Pour mettre au point des méthodes qu’on pourrait appliquer pour augmenter le recours à des stratégies d’adaptation positive, il faut d’abord bien comprendre les pratiques en matière d’adaptation. Dans la population canadienne en général, l’évaluation de l’adaptation a fait appel à un ensemble d’éléments compris dans l’Enquête sur la santé dans les collectivités canadiennes (ESCC)Note 12. Des analyses antérieures fondées sur l’ESCC montrent que l’adaptation varie selon l’âge, le sexe et l’état de santéNote 13 et que l’évitement et l’usage de substances constituent des facteurs de médiation dans la relation entre le stress et la détresse psychologique généraleNote 14. D’une plus grande pertinence dans la question des typologies de l’adaptation, la structure factorielle des éléments de l’ESCC relatifs à l’adaptation a aussi fait l’objet d’analysesNote 13Note 15. Par exemple, Gilmour et PattenNote 15 ont constaté que la meilleure représentation des éléments faisait appel à l’adaptation positive et à l’adaptation négative parmi les Canadiens occupant actuellement un emploi.

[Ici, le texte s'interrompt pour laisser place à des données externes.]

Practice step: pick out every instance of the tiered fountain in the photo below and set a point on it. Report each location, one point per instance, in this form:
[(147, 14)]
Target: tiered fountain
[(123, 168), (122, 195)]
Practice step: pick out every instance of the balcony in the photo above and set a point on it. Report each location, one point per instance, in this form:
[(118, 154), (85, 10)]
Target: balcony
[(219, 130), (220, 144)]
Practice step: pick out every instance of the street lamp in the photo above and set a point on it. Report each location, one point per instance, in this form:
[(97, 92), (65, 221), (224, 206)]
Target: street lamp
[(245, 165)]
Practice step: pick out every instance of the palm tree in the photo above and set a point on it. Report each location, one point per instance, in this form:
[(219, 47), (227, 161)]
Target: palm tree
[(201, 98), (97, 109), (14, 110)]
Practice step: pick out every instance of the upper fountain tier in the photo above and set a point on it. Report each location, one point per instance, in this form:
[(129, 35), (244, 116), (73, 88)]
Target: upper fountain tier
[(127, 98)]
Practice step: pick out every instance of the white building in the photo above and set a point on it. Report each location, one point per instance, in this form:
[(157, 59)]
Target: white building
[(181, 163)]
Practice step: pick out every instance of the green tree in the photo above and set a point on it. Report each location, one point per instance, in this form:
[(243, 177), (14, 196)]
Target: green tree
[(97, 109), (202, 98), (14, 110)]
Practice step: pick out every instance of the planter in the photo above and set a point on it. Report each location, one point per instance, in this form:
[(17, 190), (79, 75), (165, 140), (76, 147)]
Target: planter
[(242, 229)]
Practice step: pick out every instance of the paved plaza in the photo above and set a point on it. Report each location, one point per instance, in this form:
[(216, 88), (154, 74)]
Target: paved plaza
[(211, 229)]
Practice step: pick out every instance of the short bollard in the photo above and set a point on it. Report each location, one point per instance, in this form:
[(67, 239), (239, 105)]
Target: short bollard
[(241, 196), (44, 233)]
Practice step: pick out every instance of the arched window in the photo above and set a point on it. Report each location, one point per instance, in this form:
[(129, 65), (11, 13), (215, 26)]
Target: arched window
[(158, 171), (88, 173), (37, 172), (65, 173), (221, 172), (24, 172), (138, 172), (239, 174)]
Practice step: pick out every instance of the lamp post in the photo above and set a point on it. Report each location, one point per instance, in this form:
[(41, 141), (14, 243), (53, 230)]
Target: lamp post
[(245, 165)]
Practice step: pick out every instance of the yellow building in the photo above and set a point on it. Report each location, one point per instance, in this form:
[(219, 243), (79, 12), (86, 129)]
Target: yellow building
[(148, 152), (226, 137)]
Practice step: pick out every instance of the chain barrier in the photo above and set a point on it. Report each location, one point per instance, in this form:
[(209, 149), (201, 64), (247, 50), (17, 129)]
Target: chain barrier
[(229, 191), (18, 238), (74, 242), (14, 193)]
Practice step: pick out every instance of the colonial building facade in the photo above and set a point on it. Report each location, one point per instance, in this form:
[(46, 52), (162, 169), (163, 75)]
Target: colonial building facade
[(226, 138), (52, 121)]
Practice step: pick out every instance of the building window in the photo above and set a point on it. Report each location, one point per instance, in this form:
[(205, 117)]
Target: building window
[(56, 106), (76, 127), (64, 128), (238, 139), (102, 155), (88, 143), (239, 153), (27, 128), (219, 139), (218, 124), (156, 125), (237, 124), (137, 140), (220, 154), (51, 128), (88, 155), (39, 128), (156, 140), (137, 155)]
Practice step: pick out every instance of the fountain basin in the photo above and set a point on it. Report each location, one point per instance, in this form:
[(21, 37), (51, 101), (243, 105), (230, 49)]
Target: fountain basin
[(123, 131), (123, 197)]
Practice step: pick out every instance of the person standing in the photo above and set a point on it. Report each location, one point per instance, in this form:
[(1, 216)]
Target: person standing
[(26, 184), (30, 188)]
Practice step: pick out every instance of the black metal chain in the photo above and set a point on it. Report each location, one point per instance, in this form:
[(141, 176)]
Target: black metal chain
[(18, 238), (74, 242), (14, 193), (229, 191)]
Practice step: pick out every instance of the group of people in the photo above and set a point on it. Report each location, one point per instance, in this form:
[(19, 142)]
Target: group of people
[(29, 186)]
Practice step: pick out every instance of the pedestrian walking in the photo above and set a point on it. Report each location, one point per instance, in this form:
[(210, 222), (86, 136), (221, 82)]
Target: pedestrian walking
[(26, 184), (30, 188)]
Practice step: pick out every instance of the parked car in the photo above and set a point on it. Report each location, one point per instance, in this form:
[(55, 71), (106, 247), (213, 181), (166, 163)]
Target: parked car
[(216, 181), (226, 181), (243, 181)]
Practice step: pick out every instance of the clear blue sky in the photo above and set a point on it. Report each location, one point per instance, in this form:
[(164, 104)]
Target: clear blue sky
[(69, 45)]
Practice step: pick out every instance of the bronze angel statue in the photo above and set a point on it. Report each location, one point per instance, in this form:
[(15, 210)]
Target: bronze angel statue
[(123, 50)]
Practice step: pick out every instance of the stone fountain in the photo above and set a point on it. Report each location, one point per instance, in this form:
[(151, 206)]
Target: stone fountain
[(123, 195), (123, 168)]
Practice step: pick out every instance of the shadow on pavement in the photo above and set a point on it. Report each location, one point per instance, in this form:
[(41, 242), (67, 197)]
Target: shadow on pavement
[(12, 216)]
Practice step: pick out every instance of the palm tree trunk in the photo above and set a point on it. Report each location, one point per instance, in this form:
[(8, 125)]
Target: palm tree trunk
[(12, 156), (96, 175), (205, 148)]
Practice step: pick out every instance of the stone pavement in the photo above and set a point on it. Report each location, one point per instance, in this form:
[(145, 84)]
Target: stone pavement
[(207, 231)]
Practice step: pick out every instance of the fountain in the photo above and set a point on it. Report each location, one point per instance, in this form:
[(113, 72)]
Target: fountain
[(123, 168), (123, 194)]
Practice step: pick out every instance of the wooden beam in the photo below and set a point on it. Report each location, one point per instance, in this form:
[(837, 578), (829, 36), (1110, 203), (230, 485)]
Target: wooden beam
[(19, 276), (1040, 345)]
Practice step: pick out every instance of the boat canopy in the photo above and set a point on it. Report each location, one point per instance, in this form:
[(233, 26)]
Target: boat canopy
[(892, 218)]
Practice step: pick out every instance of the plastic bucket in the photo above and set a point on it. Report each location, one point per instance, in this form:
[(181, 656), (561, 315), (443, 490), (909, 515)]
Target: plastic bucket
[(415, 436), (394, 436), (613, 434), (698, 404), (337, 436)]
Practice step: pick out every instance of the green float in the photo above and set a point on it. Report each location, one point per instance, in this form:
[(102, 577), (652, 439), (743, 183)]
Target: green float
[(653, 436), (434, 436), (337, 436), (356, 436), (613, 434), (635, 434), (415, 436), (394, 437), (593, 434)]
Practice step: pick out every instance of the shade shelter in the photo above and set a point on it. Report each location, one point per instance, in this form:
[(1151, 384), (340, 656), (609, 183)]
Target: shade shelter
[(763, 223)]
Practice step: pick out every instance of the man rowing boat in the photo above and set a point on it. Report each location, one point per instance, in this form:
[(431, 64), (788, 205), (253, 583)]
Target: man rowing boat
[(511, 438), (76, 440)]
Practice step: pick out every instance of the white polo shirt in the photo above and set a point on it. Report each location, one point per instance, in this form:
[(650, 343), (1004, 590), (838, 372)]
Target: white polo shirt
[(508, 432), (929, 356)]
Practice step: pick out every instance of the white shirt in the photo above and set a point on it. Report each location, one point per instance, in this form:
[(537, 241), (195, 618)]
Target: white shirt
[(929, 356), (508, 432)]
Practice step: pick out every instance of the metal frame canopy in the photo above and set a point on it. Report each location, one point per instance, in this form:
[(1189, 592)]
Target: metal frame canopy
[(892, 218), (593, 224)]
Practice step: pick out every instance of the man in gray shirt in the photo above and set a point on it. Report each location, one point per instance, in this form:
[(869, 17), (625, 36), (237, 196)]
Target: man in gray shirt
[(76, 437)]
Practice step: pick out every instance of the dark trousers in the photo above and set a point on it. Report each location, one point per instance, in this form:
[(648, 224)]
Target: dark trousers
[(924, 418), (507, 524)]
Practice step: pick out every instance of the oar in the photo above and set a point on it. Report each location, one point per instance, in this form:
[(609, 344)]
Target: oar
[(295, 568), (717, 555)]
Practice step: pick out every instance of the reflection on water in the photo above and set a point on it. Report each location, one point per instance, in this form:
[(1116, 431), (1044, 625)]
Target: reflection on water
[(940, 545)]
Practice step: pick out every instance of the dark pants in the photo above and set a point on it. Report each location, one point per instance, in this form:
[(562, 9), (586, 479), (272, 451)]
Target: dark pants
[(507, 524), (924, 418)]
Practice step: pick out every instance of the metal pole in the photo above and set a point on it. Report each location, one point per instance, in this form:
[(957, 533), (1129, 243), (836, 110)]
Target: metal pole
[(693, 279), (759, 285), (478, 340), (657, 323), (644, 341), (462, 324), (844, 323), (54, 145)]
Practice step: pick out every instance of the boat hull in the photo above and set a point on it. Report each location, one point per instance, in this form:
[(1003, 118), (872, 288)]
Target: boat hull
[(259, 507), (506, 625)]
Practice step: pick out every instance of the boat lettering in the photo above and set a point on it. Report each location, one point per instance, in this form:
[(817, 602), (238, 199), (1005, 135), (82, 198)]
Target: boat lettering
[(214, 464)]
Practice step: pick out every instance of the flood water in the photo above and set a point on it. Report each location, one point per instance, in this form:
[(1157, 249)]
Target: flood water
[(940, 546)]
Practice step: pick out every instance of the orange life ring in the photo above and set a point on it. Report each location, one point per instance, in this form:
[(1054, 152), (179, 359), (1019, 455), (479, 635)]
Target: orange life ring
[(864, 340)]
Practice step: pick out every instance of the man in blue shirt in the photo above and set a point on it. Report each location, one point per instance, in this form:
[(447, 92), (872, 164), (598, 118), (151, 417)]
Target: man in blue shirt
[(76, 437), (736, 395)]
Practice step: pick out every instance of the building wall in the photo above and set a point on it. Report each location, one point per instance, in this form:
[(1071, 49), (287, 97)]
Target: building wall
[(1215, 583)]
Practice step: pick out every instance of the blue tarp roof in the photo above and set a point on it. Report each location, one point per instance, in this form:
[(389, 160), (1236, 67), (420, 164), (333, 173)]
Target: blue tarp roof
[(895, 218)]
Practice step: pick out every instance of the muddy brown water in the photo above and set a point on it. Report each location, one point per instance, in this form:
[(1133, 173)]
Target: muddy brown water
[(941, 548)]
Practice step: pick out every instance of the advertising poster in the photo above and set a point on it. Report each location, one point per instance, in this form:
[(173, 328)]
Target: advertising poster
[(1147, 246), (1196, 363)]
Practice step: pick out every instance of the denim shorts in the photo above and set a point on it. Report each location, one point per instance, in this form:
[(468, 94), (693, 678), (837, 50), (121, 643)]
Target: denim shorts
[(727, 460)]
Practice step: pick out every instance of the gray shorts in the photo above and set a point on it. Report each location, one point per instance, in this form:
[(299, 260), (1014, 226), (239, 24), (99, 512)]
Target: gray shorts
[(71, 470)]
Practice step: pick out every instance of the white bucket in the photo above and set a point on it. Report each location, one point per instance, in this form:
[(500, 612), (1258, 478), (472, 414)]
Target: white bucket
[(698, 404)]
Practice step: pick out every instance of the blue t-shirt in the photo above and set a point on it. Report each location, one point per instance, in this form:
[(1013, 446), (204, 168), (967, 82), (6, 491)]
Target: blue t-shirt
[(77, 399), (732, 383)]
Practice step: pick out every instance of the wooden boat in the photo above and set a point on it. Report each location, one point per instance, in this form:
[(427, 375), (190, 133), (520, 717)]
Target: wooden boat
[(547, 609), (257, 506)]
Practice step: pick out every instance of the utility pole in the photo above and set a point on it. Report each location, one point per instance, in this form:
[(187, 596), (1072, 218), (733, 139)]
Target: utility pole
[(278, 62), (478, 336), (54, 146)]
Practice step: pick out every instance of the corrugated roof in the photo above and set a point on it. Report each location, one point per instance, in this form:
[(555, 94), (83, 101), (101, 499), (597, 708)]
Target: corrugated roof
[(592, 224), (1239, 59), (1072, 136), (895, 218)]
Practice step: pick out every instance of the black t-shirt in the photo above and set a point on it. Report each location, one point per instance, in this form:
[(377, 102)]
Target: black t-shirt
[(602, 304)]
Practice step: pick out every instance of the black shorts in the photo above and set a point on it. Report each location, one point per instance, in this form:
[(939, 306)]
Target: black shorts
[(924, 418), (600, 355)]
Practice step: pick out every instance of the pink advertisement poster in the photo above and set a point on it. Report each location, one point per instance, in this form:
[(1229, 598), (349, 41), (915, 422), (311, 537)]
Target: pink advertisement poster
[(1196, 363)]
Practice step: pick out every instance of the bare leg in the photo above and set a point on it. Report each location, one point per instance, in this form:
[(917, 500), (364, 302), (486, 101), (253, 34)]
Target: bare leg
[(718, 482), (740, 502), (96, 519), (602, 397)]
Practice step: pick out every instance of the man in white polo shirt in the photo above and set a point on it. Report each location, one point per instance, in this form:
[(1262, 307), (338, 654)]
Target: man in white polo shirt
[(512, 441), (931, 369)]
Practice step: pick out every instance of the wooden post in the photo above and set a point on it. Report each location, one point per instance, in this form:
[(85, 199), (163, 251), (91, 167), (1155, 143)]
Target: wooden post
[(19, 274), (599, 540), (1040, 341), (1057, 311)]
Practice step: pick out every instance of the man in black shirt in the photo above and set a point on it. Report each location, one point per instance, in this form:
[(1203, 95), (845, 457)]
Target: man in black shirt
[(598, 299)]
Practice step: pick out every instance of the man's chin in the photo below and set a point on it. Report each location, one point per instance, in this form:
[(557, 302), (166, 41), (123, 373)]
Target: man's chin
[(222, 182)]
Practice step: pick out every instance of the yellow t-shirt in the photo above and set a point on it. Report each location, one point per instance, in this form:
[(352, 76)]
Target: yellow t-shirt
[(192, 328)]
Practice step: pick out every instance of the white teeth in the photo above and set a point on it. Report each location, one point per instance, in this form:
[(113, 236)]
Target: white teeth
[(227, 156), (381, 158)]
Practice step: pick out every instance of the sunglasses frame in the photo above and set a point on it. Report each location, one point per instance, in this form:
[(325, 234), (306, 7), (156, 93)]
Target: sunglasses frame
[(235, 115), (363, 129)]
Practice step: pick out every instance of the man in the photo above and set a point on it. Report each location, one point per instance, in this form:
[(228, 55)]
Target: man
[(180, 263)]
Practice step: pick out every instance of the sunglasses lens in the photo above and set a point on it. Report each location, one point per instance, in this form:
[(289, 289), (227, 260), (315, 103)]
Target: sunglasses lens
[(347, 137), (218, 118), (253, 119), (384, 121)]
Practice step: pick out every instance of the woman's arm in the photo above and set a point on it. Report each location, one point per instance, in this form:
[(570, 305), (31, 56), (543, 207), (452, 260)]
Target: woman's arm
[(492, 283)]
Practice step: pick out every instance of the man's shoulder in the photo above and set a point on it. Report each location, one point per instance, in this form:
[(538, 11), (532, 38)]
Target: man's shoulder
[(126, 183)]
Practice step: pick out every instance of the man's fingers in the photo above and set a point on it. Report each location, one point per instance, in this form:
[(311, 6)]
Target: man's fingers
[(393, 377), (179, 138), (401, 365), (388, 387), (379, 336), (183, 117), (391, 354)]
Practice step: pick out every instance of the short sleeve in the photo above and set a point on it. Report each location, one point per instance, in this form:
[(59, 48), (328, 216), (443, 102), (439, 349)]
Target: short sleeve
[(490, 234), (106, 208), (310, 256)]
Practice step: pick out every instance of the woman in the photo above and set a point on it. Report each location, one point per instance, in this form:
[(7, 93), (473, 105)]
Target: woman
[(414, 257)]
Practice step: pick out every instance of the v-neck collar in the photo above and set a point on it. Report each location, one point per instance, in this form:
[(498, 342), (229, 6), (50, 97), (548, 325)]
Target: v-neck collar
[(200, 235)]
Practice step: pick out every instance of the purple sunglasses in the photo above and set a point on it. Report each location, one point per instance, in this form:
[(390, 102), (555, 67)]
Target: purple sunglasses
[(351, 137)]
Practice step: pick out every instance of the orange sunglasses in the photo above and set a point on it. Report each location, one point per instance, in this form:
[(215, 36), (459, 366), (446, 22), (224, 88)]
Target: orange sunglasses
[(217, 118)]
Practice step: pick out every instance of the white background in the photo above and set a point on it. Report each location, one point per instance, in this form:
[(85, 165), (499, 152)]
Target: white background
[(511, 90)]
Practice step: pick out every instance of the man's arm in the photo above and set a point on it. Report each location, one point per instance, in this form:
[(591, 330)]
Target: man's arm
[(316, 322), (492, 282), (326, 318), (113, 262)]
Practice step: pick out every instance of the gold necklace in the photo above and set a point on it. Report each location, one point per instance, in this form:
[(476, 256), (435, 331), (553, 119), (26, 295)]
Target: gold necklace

Un petit nombre de travaux de recherche portaient aussi sur les styles d’adaptation et les typologies de l’adaptation chez les militaires. À partir des données sur la santé mentale dans les Forces canadiennes (FC) recueillies dans le cadre de l’Enquête sur la santé dans les collectivités canadiennes de 2002 (Supplément FC de l’ESCC), Mota et ses collèguesNote 16 ont évalué la structure des mêmes éléments relatifs à l’adaptation auprès d’un échantillon composé de membres des Forces canadiennes en service actif et ils ont trouvé des données probantes montrant qu’il existe trois facteurs sous-jacents à l’adaptation au sein de cette population : la stratégie d’évitement, l’adaptation active et l’automédication. Cette structure comporte certaines similitudes avec d’autres recherches sur l’adaptation dans les populations militaires. Un examen des études portant sur les aviateurs de l’armée américaine a révélé qu’ils sont plus susceptibles que la population générale de recourir à l’extériorisation, à l’évitement et à l’adaptation axée sur les problèmes lorsqu’ils font face au stressNote 17. D’autres études rapportent des typologies quelque peu différentes chez les populations militaires, notamment des facteurs dits adaptatifs, mésadaptés et religieuxNote 9. Quelques études ont également signalé des différences entre les sexes en matière de stratégies d’adaptation chez le personnel militaireNote 18Note 19, notamment que les militaires de sexe féminin étaient plus susceptibles de recourir à des stratégies axées sur les émotions dans des situations stressantes que leurs homologues masculinsNote 19.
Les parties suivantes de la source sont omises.